Attributes and characteristics of access
ports are:
- An access port is associated with a single VLAN.
- The VLAN to which the access port is assigned must exist in the VLAN
database of the switch or the port will be associated with an inactive VLAN
that does NOT forward frames.
- Because an access switch port is part of a VLAN or Layer 2 domain, that
port will receive broadcasts, multicasts, unicast floods, and so forth that are
sent to all ports in the VLAN.
- The end device will typically have an IP address that is common to all
other devices on the access VLAN.
Dynamic Access Port Association
Switch ports can be
dynamically associated with a given VLAN based upon the MAC address of the
device connecting on that port. This requires that the switch query a VLAN
Membership Policy Server (VMPS) to determine what VLAN to associate with a
switch port, when a specific source MAC address is seen on the switch port.

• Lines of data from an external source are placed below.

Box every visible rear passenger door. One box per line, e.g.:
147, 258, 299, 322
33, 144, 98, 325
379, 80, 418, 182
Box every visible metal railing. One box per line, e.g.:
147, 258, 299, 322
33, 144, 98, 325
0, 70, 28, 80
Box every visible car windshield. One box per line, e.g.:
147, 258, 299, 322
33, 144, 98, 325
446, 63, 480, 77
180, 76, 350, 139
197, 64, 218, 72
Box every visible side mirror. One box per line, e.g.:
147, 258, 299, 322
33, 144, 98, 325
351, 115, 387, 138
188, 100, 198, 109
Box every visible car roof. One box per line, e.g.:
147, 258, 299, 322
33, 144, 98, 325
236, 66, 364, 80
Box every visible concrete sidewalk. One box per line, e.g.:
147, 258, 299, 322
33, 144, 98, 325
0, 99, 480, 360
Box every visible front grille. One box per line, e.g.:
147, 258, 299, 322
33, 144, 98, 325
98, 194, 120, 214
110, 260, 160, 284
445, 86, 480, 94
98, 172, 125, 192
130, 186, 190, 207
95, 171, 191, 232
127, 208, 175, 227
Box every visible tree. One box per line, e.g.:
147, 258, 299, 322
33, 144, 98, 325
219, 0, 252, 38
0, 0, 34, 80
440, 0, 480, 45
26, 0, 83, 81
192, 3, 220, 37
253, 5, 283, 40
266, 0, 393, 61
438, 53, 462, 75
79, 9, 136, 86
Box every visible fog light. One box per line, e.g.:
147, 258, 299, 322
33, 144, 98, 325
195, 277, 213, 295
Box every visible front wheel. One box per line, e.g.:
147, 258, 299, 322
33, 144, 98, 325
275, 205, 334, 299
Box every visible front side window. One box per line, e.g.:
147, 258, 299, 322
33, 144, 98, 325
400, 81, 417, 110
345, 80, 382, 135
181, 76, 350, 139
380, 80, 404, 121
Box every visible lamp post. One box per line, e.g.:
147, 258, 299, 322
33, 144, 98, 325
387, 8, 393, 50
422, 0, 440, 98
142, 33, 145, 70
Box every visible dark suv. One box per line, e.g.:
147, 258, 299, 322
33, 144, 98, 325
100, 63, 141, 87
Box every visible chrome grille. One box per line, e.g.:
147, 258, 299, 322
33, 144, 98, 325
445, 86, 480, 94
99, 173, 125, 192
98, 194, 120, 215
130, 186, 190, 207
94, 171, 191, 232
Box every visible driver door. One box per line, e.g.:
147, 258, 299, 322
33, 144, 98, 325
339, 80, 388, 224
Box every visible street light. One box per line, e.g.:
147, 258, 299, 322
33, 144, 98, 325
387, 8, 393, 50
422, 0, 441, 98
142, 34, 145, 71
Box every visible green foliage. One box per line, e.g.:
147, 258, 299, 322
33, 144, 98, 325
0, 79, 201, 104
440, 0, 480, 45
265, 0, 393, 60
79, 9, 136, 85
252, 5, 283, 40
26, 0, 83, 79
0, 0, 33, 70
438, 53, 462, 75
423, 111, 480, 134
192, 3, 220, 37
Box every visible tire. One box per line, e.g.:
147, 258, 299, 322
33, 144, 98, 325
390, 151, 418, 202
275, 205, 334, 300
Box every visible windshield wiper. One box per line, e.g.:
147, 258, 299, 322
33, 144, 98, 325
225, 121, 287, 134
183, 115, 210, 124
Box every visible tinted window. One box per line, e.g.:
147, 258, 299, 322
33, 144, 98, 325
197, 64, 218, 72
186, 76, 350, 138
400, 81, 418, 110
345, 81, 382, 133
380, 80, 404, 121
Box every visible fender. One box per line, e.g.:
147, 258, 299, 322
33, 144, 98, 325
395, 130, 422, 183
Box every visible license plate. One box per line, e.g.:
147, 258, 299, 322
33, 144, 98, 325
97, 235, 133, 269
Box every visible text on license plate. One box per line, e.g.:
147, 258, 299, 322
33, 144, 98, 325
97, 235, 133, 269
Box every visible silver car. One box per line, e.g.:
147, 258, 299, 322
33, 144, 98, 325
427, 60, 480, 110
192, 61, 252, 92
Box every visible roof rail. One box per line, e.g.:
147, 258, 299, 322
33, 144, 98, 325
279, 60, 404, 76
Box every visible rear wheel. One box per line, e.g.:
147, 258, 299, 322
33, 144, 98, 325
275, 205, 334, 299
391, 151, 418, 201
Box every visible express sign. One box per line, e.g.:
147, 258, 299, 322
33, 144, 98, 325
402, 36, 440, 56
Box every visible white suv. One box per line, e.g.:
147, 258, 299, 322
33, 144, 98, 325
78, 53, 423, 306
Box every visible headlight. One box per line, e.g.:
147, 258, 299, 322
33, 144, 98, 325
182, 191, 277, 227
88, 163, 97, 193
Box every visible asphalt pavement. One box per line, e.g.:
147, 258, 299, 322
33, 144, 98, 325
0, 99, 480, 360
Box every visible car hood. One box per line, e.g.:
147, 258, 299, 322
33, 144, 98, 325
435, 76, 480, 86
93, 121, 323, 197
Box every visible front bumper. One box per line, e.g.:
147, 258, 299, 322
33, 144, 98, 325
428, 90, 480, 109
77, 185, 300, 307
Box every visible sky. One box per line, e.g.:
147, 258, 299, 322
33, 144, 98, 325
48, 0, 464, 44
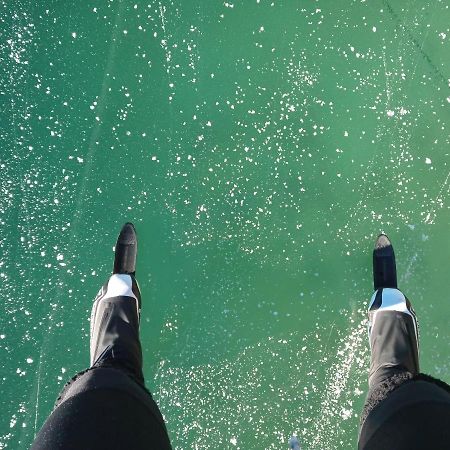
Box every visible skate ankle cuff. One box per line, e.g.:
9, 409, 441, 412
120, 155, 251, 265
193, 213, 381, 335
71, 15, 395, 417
103, 274, 137, 300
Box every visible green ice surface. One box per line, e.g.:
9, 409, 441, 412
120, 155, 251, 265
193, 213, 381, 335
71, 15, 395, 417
0, 0, 450, 450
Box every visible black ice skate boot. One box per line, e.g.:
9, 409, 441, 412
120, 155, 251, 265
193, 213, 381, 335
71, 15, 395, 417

This might be beneficial with a set of workstations that roved
throughout the enterprise. Regardless of what switch or switch port the
workstation connected to, that switch port would become an access port on a
single, specific VLAN. Some security situations may require Dynamic VLAN
associations. However dynamic VLANs are not consistent with the Enterprise
Composite model and will not be discussed further in this course.